Humour notoriously doesn’t travel well, but rarely have I seen a comedy quite as unfunny as Felix Herngren’s The Hundred-Year-Old Man Who Climbed Out of the Window and Disappeared, based on Jonas Jonasson’s Swedish bestseller. There are indications throughout that this is meant to be a jolly romp: an oompa-oompa score, some slapstick involving a circus elephant, a string of cheerfully shrugged-off deaths.
But in the course of its 112 minutes, I laughed once, at the minor character of Herbert Einstein (David Shackleton), who looks like his brother Albert but has none of the smarts. Mel Brooks might have thought of that, though not on one of his good days.
The subject is, well, exactly what it says on the tin. Allan Karlsson is a roguish centenarian – played by 49-year-old comic Robert Gustafsson in frog-like make-up – who climbs out the window of the old folks’ home where he lives and makes off with a suitcase of cash, launching him on a series of adventures that introduce him to a new set of misfit friends.
Karlsson’s daffiness might be ascribed to senility but he has always been a kind of idiot savant. Flashbacks show him bumbling through the 20th century in the manner of Forrest Gump, exerting a strong, though accidental, influence on the course of history.
While certainly an innocent, Karlsson isn’t precisely a nice guy: his great obsession is dynamite and his associates tend to come to sticky ends. Sometimes this could be described as poetic justice, but not once, even when he helps to invent the atom bomb, do his actions cause him the slightest guilt. In some sense, clearly, he represents Sweden itself, and the Swedish policy of neutrality in place for most of the 20th century, which, today, can hardly be regarded with unmixed pride.
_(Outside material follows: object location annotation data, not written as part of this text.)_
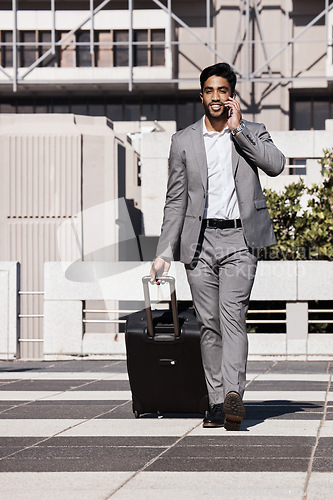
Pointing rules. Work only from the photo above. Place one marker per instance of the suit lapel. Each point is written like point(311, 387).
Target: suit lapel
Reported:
point(234, 158)
point(198, 146)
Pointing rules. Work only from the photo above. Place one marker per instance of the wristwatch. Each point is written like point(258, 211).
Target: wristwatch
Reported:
point(238, 129)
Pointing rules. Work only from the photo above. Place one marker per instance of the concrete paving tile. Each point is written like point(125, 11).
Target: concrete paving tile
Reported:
point(238, 464)
point(292, 410)
point(213, 485)
point(325, 447)
point(91, 395)
point(266, 428)
point(311, 396)
point(42, 375)
point(322, 464)
point(42, 385)
point(40, 411)
point(320, 486)
point(239, 452)
point(110, 441)
point(63, 396)
point(106, 385)
point(327, 429)
point(259, 366)
point(136, 427)
point(34, 428)
point(300, 367)
point(61, 485)
point(287, 385)
point(21, 442)
point(317, 377)
point(243, 439)
point(24, 395)
point(67, 459)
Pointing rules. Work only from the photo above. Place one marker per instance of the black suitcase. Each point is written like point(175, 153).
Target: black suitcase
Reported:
point(164, 359)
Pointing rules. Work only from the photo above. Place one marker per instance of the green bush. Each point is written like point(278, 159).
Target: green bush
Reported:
point(303, 232)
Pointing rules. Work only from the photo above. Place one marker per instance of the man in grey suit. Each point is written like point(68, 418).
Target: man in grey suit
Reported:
point(216, 212)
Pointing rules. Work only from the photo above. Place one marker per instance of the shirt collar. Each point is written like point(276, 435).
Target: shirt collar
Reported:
point(211, 132)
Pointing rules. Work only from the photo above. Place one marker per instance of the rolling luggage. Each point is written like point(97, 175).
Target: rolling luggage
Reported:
point(164, 359)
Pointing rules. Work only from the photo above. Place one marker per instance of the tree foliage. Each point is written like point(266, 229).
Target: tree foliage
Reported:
point(303, 218)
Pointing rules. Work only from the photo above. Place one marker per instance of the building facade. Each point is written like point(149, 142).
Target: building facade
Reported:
point(140, 59)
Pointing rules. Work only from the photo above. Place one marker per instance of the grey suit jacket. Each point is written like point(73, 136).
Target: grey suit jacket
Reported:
point(253, 148)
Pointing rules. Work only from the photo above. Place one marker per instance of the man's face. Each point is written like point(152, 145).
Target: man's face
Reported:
point(215, 92)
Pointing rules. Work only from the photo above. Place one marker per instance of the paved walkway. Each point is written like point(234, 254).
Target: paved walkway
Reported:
point(67, 432)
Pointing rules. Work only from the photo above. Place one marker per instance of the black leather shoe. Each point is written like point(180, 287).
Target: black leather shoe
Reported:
point(234, 410)
point(215, 417)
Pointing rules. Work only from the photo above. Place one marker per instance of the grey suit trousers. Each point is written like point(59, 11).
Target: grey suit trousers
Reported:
point(221, 276)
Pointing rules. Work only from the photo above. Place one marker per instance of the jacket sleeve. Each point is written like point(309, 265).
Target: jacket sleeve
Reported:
point(175, 204)
point(261, 150)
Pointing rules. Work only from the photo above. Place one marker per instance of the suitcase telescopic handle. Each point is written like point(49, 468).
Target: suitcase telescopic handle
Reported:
point(150, 325)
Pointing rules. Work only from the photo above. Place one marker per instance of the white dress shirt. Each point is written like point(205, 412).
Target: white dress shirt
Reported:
point(221, 199)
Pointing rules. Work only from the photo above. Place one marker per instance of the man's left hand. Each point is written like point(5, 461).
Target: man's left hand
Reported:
point(236, 118)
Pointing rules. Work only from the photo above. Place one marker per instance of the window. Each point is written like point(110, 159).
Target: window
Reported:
point(103, 52)
point(83, 56)
point(140, 52)
point(157, 51)
point(116, 108)
point(6, 50)
point(28, 49)
point(120, 52)
point(309, 112)
point(44, 38)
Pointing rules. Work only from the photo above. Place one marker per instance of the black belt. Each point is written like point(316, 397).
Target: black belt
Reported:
point(222, 223)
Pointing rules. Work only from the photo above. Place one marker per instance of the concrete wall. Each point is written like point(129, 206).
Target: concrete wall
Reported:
point(307, 145)
point(61, 199)
point(9, 309)
point(293, 282)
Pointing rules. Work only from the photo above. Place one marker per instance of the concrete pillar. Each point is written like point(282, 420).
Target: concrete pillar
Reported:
point(9, 309)
point(297, 329)
point(63, 329)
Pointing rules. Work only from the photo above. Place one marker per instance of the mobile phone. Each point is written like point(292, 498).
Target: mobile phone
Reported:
point(230, 109)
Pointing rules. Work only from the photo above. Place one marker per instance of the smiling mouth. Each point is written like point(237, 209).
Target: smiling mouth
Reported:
point(216, 107)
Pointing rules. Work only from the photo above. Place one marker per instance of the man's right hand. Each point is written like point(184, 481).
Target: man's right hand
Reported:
point(159, 268)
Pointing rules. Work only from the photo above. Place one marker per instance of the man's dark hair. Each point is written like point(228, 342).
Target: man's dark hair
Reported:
point(219, 69)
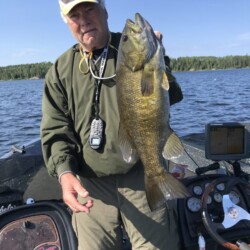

It’s a theme that persists as a painful subtext in much Swedish genre fiction, including The Girl With The Dragon Tattoo. But this film is evasive by comparison: in America for much of World War II, Karlsson avoids dealing directly with the Nazis, which is more than Swedish business interests were able to do at the time. Meanwhile, the present-day sequences place him firmly on the side of virtue, as he becomes the nemesis of a gang of neo-Nazi crooks; a conception that suggests compensatory fantasy rather than cleansing satire.